Şaşırdık mı? Tabii ki hayır!
Memleketin her köşesini betonla kaplamayı kendine misyon edinmiş bir düşünce, şimdi de gözünü Time dergisinin ‘dünyada görülmesi gereken 20 yer’ arasında gösterdiği Aya Yorgi Koyu’na dikmiş.
***
Yetmedi mi diye soruyoruz, ama belli ki doymak bilmeyen bir iştahla her koyu, her ormanı, her sahili “turizm” adı altında betona gömme niyetindeler.
Aya Yorgi, dünya çapında tanınan, berrak suları ve eşsiz doğasıyla bilinen bir cennet köşesiydi. Ancak ne gam! Rant lobisinin gözünde burası da bir avuç dolusu dolar ediyor.
***
İhaleye giren şirketlere şöyle bir baktığımızda, sürpriz yok. Bildiğimiz, tanıdığımız, her kamu ihalesinde baş gösteren yandaş müteahhitler, bu kez de Aya Yorgi’ye bayrak dikmeye hazırlanıyor.
Sahiller halkın mıydı? Yok canım, eskidendi o!

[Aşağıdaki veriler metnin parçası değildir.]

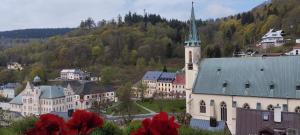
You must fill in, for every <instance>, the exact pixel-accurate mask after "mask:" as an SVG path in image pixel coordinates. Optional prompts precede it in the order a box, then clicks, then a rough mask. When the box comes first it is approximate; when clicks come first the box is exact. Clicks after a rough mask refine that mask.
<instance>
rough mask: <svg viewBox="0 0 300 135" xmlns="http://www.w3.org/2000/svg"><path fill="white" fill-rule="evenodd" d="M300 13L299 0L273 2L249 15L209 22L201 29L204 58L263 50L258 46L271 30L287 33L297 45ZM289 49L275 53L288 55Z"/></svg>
mask: <svg viewBox="0 0 300 135" xmlns="http://www.w3.org/2000/svg"><path fill="white" fill-rule="evenodd" d="M299 13H300V1H299V0H272V2H268V3H265V4H263V5H260V6H258V7H256V8H254V9H253V10H252V11H249V12H245V13H240V14H237V15H234V16H229V17H226V18H221V19H216V20H209V21H206V22H205V23H203V25H202V26H200V28H199V31H200V37H201V39H202V41H203V42H202V43H203V46H204V47H203V49H204V54H205V55H204V56H205V57H206V56H208V57H221V56H232V53H233V52H234V51H235V50H239V49H244V50H246V49H249V48H250V49H256V50H258V51H259V49H257V48H256V47H255V45H256V44H257V43H258V42H259V41H260V40H261V37H262V36H263V35H264V34H265V33H266V32H268V31H269V30H270V29H271V28H274V29H275V30H279V29H282V30H284V32H285V34H286V37H285V38H286V39H291V40H290V41H291V42H294V39H296V38H299V35H300V25H299V23H300V14H299ZM290 44H291V45H293V43H290ZM288 48H289V46H284V47H281V48H277V49H274V50H276V51H277V52H284V51H287V50H288ZM263 51H264V50H263ZM216 52H221V53H216ZM271 52H272V50H271Z"/></svg>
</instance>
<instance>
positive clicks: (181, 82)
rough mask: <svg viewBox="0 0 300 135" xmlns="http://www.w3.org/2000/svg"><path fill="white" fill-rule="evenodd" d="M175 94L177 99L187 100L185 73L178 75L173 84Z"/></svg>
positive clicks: (176, 77) (176, 74)
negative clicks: (182, 98)
mask: <svg viewBox="0 0 300 135" xmlns="http://www.w3.org/2000/svg"><path fill="white" fill-rule="evenodd" d="M173 93H174V94H175V95H174V96H175V97H176V98H185V73H179V74H176V78H175V81H174V82H173Z"/></svg>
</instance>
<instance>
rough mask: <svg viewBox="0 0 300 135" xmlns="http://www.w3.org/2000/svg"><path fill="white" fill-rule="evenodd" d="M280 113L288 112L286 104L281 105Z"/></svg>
mask: <svg viewBox="0 0 300 135" xmlns="http://www.w3.org/2000/svg"><path fill="white" fill-rule="evenodd" d="M282 111H284V112H288V111H289V107H288V105H287V104H283V105H282Z"/></svg>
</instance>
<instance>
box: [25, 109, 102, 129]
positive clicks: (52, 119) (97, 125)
mask: <svg viewBox="0 0 300 135" xmlns="http://www.w3.org/2000/svg"><path fill="white" fill-rule="evenodd" d="M102 126H103V119H102V118H101V117H99V116H98V115H97V114H95V113H92V112H87V111H84V110H76V111H75V112H74V113H73V115H72V117H71V119H70V120H69V121H67V122H65V121H64V120H63V119H62V118H61V117H58V116H56V115H54V114H43V115H41V116H40V118H39V120H38V121H37V122H36V123H35V126H34V128H33V129H30V130H28V131H27V132H26V133H25V134H26V135H87V134H89V133H90V132H91V131H92V130H93V129H95V128H97V127H102Z"/></svg>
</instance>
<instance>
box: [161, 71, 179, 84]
mask: <svg viewBox="0 0 300 135" xmlns="http://www.w3.org/2000/svg"><path fill="white" fill-rule="evenodd" d="M175 78H176V73H171V72H163V73H162V74H161V76H160V77H159V78H158V80H157V81H158V82H166V83H172V82H173V81H174V80H175Z"/></svg>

Artık sahiller lüks otellerin, beach club’ların, yüksek duvarların ardına saklanan villaların… Halk mı? Halk da evinden denizi izleyebilir. Camı açınca biraz iyot kokusu gelirse ne âlâ!
Halk tepkili mi? Elbette.
Çevreciler ayakta mı? Kesinlikle.
Ama Turizm Bakanlığı her zamanki gibi kulakları tıkamış, gözleri kör, vicdanı çoktan unutulmuş bir halde.
***
Çeşme Projesi’yle başaramadıklarını, şimdi parça parça hayata geçirmeye çalışıyor gibiler. Ne de olsa, büyük lokmayı yutamazsan, küçük küçük kemirirsin. Aya Yorgi de işte öyle kemiriliyor!
Peki, bu talana kim dur diyecek?
İşte burası büyük bir muamma.
Kamuoyu tepkisi mi? Onu pek takan yok. Hukuk mu? Çevresel etki değerlendirme raporlarını anında “uygundur” diye onaylayan sistem içinde, hukukun da pek hükmü kalmadı.
***
Bir koy giderse, ardından diğerleri gelir. Şimdiden Ege’nin dört bir yanına düşen beton gölgelerini görüyoruz. Çeşme’den Bodrum’a, Marmaris’ten Gökova’ya, her kıyıya göz dikildi. Ve eğer ‘dur’ demezsek, bu iştah hiç doymayacak!
Türkiye’nin bütün yeşil cennetlerinde olduğu gibi Aya Yorgi’yi de yediniz, afiyet olsun!
Ama unutmayın, bu koylar halkın, doğanın ve geleceğin mirasıdır. Bakalım, vicdanlarınızı bir gün geri satın alabilecek misiniz?